Visite d'usine L'empire JCB, Le pays de l'acier au cœur des Midlands

Terre-net Média

À Rocester (Midlands au Royaume-Uni), juste à côté du quartier général de la marque, se trouve l'usine de télescopiques JCB. Le constructeur de matériel de manutention se bat d'année en année pour la première position sur le podium des ventes de télescopiques en France. Mais où et comment sont conçues et fabriquées ces machines ? Pour répondre à cette question, une visite du site de production s'impose.

Bien souvent, quand on parle de JCB, on voit ce constructeur avec notre filtre agricole et l'on oublie qu'il ne fabrique pas que des télescopiques agricoles, mais aussi de très nombreux matériels de travaux publics. Avec 10 usines dans un périmètre de 30 km, JCB est l'un des plus gros employeur industriel des Midlands en Angleterre, avec plus de 8 000 salariés sur les 12 000 que compte le groupe. Sur quelques kilomètre, le long de la route départementale britannique B5030 et de l'A5, on retrouve pas moins d'une douzaine de sites de la marque. Il s'agit presque de la "JCB Avenue" !

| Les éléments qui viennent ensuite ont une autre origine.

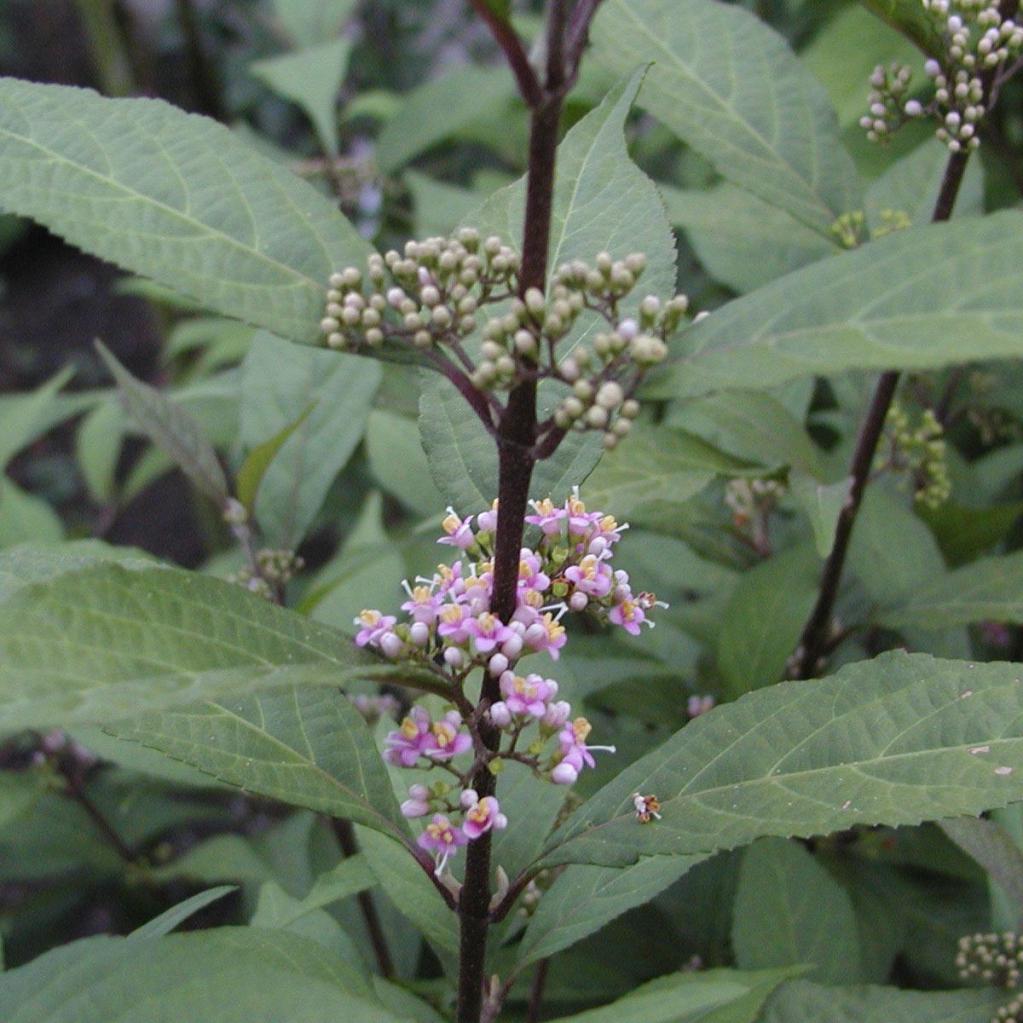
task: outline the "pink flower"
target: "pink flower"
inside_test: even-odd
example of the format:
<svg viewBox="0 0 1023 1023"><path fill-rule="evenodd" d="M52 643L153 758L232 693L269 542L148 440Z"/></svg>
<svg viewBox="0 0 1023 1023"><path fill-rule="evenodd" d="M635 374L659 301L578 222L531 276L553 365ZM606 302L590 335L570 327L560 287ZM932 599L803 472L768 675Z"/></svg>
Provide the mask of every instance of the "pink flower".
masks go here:
<svg viewBox="0 0 1023 1023"><path fill-rule="evenodd" d="M614 746L587 746L593 726L586 718L576 718L571 724L565 725L558 733L561 746L561 760L551 772L551 781L556 785L571 785L579 777L584 767L596 767L592 750L603 750L614 753Z"/></svg>
<svg viewBox="0 0 1023 1023"><path fill-rule="evenodd" d="M579 488L572 488L572 496L565 501L565 517L568 519L569 536L586 536L600 522L600 512L588 512L579 500Z"/></svg>
<svg viewBox="0 0 1023 1023"><path fill-rule="evenodd" d="M561 532L561 520L567 514L564 508L556 508L549 497L545 497L542 501L530 501L529 503L536 514L527 515L526 522L531 526L539 526L543 530L544 536L554 536Z"/></svg>
<svg viewBox="0 0 1023 1023"><path fill-rule="evenodd" d="M425 817L430 812L430 790L425 785L410 785L409 798L401 804L404 817Z"/></svg>
<svg viewBox="0 0 1023 1023"><path fill-rule="evenodd" d="M565 578L589 597L606 597L614 582L611 566L593 554L587 554L578 565L566 568Z"/></svg>
<svg viewBox="0 0 1023 1023"><path fill-rule="evenodd" d="M476 516L476 526L484 533L493 533L497 529L497 501L494 501L489 511L480 512Z"/></svg>
<svg viewBox="0 0 1023 1023"><path fill-rule="evenodd" d="M355 637L357 646L379 646L380 639L398 619L394 615L385 615L374 609L359 612L359 617L352 619L354 625L361 626Z"/></svg>
<svg viewBox="0 0 1023 1023"><path fill-rule="evenodd" d="M422 707L413 707L398 730L387 733L384 759L398 767L413 767L431 742L430 715Z"/></svg>
<svg viewBox="0 0 1023 1023"><path fill-rule="evenodd" d="M686 700L686 714L691 718L698 718L701 714L706 714L708 710L713 709L715 704L713 696L690 696Z"/></svg>
<svg viewBox="0 0 1023 1023"><path fill-rule="evenodd" d="M508 827L508 818L501 813L501 806L493 796L484 796L476 801L476 793L472 789L466 789L462 793L462 805L465 809L465 821L462 824L462 831L470 840L475 840L480 835L485 835L493 828L494 831L501 831ZM466 806L466 803L469 803Z"/></svg>
<svg viewBox="0 0 1023 1023"><path fill-rule="evenodd" d="M423 756L431 760L450 760L472 748L472 737L460 731L462 715L450 710L440 721L430 726L429 737L423 742Z"/></svg>
<svg viewBox="0 0 1023 1023"><path fill-rule="evenodd" d="M506 671L501 676L501 695L505 706L521 717L542 718L547 713L547 704L558 694L558 683L552 678L545 679L535 673L523 678Z"/></svg>
<svg viewBox="0 0 1023 1023"><path fill-rule="evenodd" d="M448 544L451 547L457 547L459 550L466 551L476 542L476 537L472 533L472 516L460 519L455 514L454 508L450 505L448 506L447 516L440 525L445 535L437 543Z"/></svg>
<svg viewBox="0 0 1023 1023"><path fill-rule="evenodd" d="M433 592L433 586L409 586L406 579L402 585L409 599L401 605L402 611L407 611L413 621L423 622L425 625L433 625L437 620L437 612L444 598L439 593Z"/></svg>
<svg viewBox="0 0 1023 1023"><path fill-rule="evenodd" d="M630 635L639 635L639 626L646 622L646 612L640 607L639 601L626 597L620 603L615 604L608 612L608 620L615 625L620 625ZM653 625L653 622L647 622Z"/></svg>
<svg viewBox="0 0 1023 1023"><path fill-rule="evenodd" d="M416 839L416 844L421 849L434 853L437 858L437 869L434 873L440 877L450 857L458 852L460 845L465 845L468 841L461 828L452 824L444 814L435 813L433 820Z"/></svg>
<svg viewBox="0 0 1023 1023"><path fill-rule="evenodd" d="M465 605L445 604L440 609L439 620L437 633L449 643L467 643L469 641L468 625L473 618Z"/></svg>
<svg viewBox="0 0 1023 1023"><path fill-rule="evenodd" d="M489 611L469 618L465 623L465 631L472 637L472 645L479 654L489 654L513 635L512 630Z"/></svg>
<svg viewBox="0 0 1023 1023"><path fill-rule="evenodd" d="M565 627L549 611L539 621L533 622L522 638L526 646L537 652L546 650L555 661L560 656L558 651L568 642Z"/></svg>
<svg viewBox="0 0 1023 1023"><path fill-rule="evenodd" d="M519 589L543 593L551 585L549 575L540 571L542 562L528 547L519 554Z"/></svg>

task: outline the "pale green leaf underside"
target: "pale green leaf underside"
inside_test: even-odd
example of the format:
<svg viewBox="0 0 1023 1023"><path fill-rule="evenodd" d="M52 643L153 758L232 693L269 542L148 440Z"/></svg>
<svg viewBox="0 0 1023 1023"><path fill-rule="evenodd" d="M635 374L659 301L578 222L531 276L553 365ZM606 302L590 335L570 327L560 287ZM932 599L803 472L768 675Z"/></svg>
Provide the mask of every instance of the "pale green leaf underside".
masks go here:
<svg viewBox="0 0 1023 1023"><path fill-rule="evenodd" d="M1023 552L981 558L908 592L878 620L892 628L945 629L973 622L1023 622Z"/></svg>
<svg viewBox="0 0 1023 1023"><path fill-rule="evenodd" d="M19 551L0 558L0 731L107 723L257 685L395 678L348 637L208 576L98 563L29 581L37 571Z"/></svg>
<svg viewBox="0 0 1023 1023"><path fill-rule="evenodd" d="M619 73L654 61L640 105L726 180L822 233L860 207L824 89L751 14L713 0L608 0L593 41Z"/></svg>
<svg viewBox="0 0 1023 1023"><path fill-rule="evenodd" d="M202 305L315 343L368 247L314 188L159 100L0 79L0 204Z"/></svg>
<svg viewBox="0 0 1023 1023"><path fill-rule="evenodd" d="M1019 356L1021 261L1023 216L1013 211L897 232L711 313L676 342L679 356L650 392Z"/></svg>
<svg viewBox="0 0 1023 1023"><path fill-rule="evenodd" d="M764 835L916 824L1023 799L1019 665L893 652L784 682L677 732L579 808L540 862L627 864ZM636 821L652 792L663 820Z"/></svg>

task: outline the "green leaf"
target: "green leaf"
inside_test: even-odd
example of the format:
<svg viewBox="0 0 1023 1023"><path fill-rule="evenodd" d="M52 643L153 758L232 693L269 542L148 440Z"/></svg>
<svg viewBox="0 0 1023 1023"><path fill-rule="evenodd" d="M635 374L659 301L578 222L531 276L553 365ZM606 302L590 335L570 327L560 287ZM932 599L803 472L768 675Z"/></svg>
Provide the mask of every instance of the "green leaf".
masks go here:
<svg viewBox="0 0 1023 1023"><path fill-rule="evenodd" d="M763 1023L990 1023L998 991L900 991L790 981L768 1002Z"/></svg>
<svg viewBox="0 0 1023 1023"><path fill-rule="evenodd" d="M814 545L822 558L826 558L835 546L838 517L849 498L852 482L852 477L848 476L837 483L818 483L812 476L801 472L794 472L789 477L792 496L810 519Z"/></svg>
<svg viewBox="0 0 1023 1023"><path fill-rule="evenodd" d="M0 975L6 1023L396 1023L366 980L313 941L222 927L89 938Z"/></svg>
<svg viewBox="0 0 1023 1023"><path fill-rule="evenodd" d="M289 927L307 914L349 895L357 895L376 883L369 864L360 855L342 860L333 869L320 874L303 899L293 898L273 882L264 884L249 923L252 927Z"/></svg>
<svg viewBox="0 0 1023 1023"><path fill-rule="evenodd" d="M839 251L834 239L728 182L706 190L659 187L671 222L707 272L739 294Z"/></svg>
<svg viewBox="0 0 1023 1023"><path fill-rule="evenodd" d="M781 838L755 842L742 858L732 945L746 970L813 963L810 976L831 984L859 974L852 900L806 849Z"/></svg>
<svg viewBox="0 0 1023 1023"><path fill-rule="evenodd" d="M210 888L209 891L199 892L198 895L193 895L190 899L171 906L166 912L153 917L141 927L136 927L128 935L128 939L129 941L149 941L153 938L162 938L170 934L178 924L184 923L190 916L198 913L200 909L204 909L211 902L216 902L217 899L222 899L233 891L237 891L234 885L225 884L217 888Z"/></svg>
<svg viewBox="0 0 1023 1023"><path fill-rule="evenodd" d="M179 405L136 380L99 341L96 348L117 381L125 411L161 451L218 507L227 501L227 479L199 424Z"/></svg>
<svg viewBox="0 0 1023 1023"><path fill-rule="evenodd" d="M338 681L335 677L335 685ZM372 734L332 686L300 681L105 727L249 792L392 836L406 832Z"/></svg>
<svg viewBox="0 0 1023 1023"><path fill-rule="evenodd" d="M0 732L105 724L257 685L399 677L332 629L179 569L98 564L18 586L2 606Z"/></svg>
<svg viewBox="0 0 1023 1023"><path fill-rule="evenodd" d="M506 67L467 65L414 89L377 140L377 165L393 174L473 122L499 117L515 98Z"/></svg>
<svg viewBox="0 0 1023 1023"><path fill-rule="evenodd" d="M458 391L436 374L423 376L419 435L444 499L463 515L489 508L497 497L494 439ZM569 434L552 457L537 464L532 493L561 500L586 479L603 450L599 433Z"/></svg>
<svg viewBox="0 0 1023 1023"><path fill-rule="evenodd" d="M931 57L945 52L940 23L915 0L860 0L868 11L898 29L914 45Z"/></svg>
<svg viewBox="0 0 1023 1023"><path fill-rule="evenodd" d="M114 477L124 441L124 413L114 402L97 405L75 434L75 457L89 496L105 504L114 496Z"/></svg>
<svg viewBox="0 0 1023 1023"><path fill-rule="evenodd" d="M256 78L306 112L328 156L338 153L337 97L351 52L351 41L341 37L249 67Z"/></svg>
<svg viewBox="0 0 1023 1023"><path fill-rule="evenodd" d="M50 505L0 474L0 549L63 538L64 525Z"/></svg>
<svg viewBox="0 0 1023 1023"><path fill-rule="evenodd" d="M1023 852L996 820L957 817L942 821L941 830L987 872L1012 907L1014 930L1023 920Z"/></svg>
<svg viewBox="0 0 1023 1023"><path fill-rule="evenodd" d="M0 828L28 813L49 783L45 771L0 771Z"/></svg>
<svg viewBox="0 0 1023 1023"><path fill-rule="evenodd" d="M314 405L259 487L256 519L271 544L295 547L305 536L362 438L380 376L369 359L295 348L266 333L252 339L242 365L242 441L262 444Z"/></svg>
<svg viewBox="0 0 1023 1023"><path fill-rule="evenodd" d="M256 504L256 495L259 493L259 484L263 482L266 470L270 468L277 455L277 452L284 447L284 442L308 419L309 414L315 408L315 403L310 404L306 410L293 423L289 423L279 433L262 444L257 444L245 456L238 475L235 478L235 488L238 493L238 500L251 513Z"/></svg>
<svg viewBox="0 0 1023 1023"><path fill-rule="evenodd" d="M680 398L847 369L924 369L1023 354L1023 217L898 231L716 310L648 387ZM954 280L956 287L948 287Z"/></svg>
<svg viewBox="0 0 1023 1023"><path fill-rule="evenodd" d="M540 863L635 862L854 824L977 814L1023 796L1019 665L892 652L701 714L583 804ZM663 820L638 824L632 793Z"/></svg>
<svg viewBox="0 0 1023 1023"><path fill-rule="evenodd" d="M658 977L617 1002L555 1023L753 1023L788 970L704 970ZM729 1010L741 1006L742 1011Z"/></svg>
<svg viewBox="0 0 1023 1023"><path fill-rule="evenodd" d="M326 282L365 258L311 185L159 100L0 81L0 202L204 306L316 344Z"/></svg>
<svg viewBox="0 0 1023 1023"><path fill-rule="evenodd" d="M817 599L818 574L813 552L797 547L740 577L718 633L718 668L728 697L781 679Z"/></svg>
<svg viewBox="0 0 1023 1023"><path fill-rule="evenodd" d="M92 568L111 561L124 568L159 567L145 551L134 547L110 547L102 540L21 544L0 554L0 602L30 583L47 582L65 572Z"/></svg>
<svg viewBox="0 0 1023 1023"><path fill-rule="evenodd" d="M827 95L751 14L712 0L607 0L593 42L618 72L655 62L640 105L726 180L822 234L860 207Z"/></svg>
<svg viewBox="0 0 1023 1023"><path fill-rule="evenodd" d="M416 234L420 238L451 234L479 209L479 193L445 181L435 181L418 171L405 171L405 186L412 195Z"/></svg>
<svg viewBox="0 0 1023 1023"><path fill-rule="evenodd" d="M510 830L510 829L509 829ZM649 902L702 856L651 856L632 867L573 865L544 892L518 947L521 969L569 948Z"/></svg>
<svg viewBox="0 0 1023 1023"><path fill-rule="evenodd" d="M933 575L883 610L878 621L895 629L1023 622L1023 551Z"/></svg>
<svg viewBox="0 0 1023 1023"><path fill-rule="evenodd" d="M356 829L359 845L370 870L399 911L441 953L458 955L458 917L423 873L407 849L362 828Z"/></svg>
<svg viewBox="0 0 1023 1023"><path fill-rule="evenodd" d="M299 46L337 35L359 0L274 0L274 11Z"/></svg>
<svg viewBox="0 0 1023 1023"><path fill-rule="evenodd" d="M61 370L31 394L18 395L18 400L0 410L0 471L27 444L50 425L57 405L57 392L75 375L73 367Z"/></svg>
<svg viewBox="0 0 1023 1023"><path fill-rule="evenodd" d="M748 462L723 454L692 434L640 427L601 460L586 481L586 499L622 519L651 505L663 509L682 504L716 476L750 472Z"/></svg>
<svg viewBox="0 0 1023 1023"><path fill-rule="evenodd" d="M421 515L437 515L444 499L434 485L414 419L374 409L366 428L370 472L389 494Z"/></svg>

Entrons dans l’une de ces usines, qui produit la plupart des télescopiques JCB pour le monde entier. Avec une capacité de production de 88 machines maximum par jour, les deux équipes des chaînes d'usinage (en 2 x 8 h) et des deux chaînes d'assemblage (1 x 8 h) ne chôment pas.

Dès l'entrée des plaques d’aciers, découpées au plasma ou au laser, on voit les deux presses de 650 tonnes qui servent à plier les flèches des télescopiques agricoles ou de TP. Ce ne sont ensuite pas moins de 81 variantes de flèches qui sont créées sur des gabarits spécifiques. Les soudures, qui ne sont pas trop longues, sont réalisées par des hommes, et les autres par des robots. Les châssis sont montés en parallèle avant d'être peints par phosphatation.

Jusqu'à 88 télescopiques par jour

Avant d'entrer dans le hall d'assemblage, notons qu'un maximum de composants sont fabriqués par les usines de la marque. Ainsi, la plupart des vérins, des moteurs, des cabines, des ponts de transmission sont préparés en kit avant de venir se ranger le long des chaînes de montage. La plus impressionnante d'entre elles est celle qui permet l'assemblage des modèles les plus courants de l'équipementier. En effet, sur cette ligne de production, les engins ne se suivent pas à la queue leu leu, mais sont garés perpendiculairement les uns à côté des autres. Selon notre guide, la chaîne de montage, où chaque ouvrier dispose de six minutes pour effectuer les tâches demandées, peut alors être moins longue.

Pour contrôler la qualité des produits, plusieurs phases de tests sont menées. La première est réalisée en extérieur (essais routiers et de maintien en hauteur de la flèche), la seconde consiste en des tests sur bancs à rouleaux ainsi que des contrôles de potentielles fuites hydrauliques en chambre noire avec un éclairage UV. Enfin, c'est l'inspection finale avant transport en concession, sous des lumières très vives.

En sortant du bâtiment, nous avons eu la possibilité de visiter "JCB Story". Un lieu où le passé de la marque est retracé, notamment son origine agricole et son évolution ensuite vers le secteur des travaux public pour reconstruire l’Europe après la Seconde guerre mondiale.

Au final, avec les variantes de flèches de 4 à 20 m, les 10 versions de châssis et les différentes couleurs pour les flottes de loueurs, le nombre de machines différentes qui sortent de l'usine de télescopique JCB de Rocester est impressionnant.